Thursday, May 29, 2008

Don't leave your boat

A few blog pasts back, in March, I covered a story on accountant Bill Heritage, who was forced to abandon his 7.9m sloop Air Apparent about 90 nautical miles west of New Zealand's Kaipara Harbour, when his inexperienced crew ignored his orders and set off the yacht's emergency locator beacon. Much to Heritage's chagrin they were subsequently picked up by rescue helicopter.

Yesterday, the boat was found drifting about 210 nautical miles (389km) off North Cape, upright and drifting with its mast intact and its sail dragging in the water.

The decision on whether to salvage the abandoned yacht now rests with the insurance company, which had finally paid out after much haggling. Interestingly, the "mutineers" have donated $14,000 to the helicopter services that saved them, to help cover the $20,000 rescue costs.

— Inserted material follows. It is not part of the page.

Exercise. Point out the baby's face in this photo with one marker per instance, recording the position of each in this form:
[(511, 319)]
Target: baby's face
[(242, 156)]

But the moral of the story here, is that in pretty much most conditions, don't leave your boat! Which means that to head off to sea, in any size craft, we need the skills, equipment and know-how to use that equipment to ensure that we come back in one piece.


Silbs said...

Good post. Fine hulls can take care of themselves in some awfully bad conditions. Experienced sailors reduce sail. If it gets worse, take off the sails, lash the tiller, go below and lay ahull. Many boats survive this just fine. How much the crew can take is another story.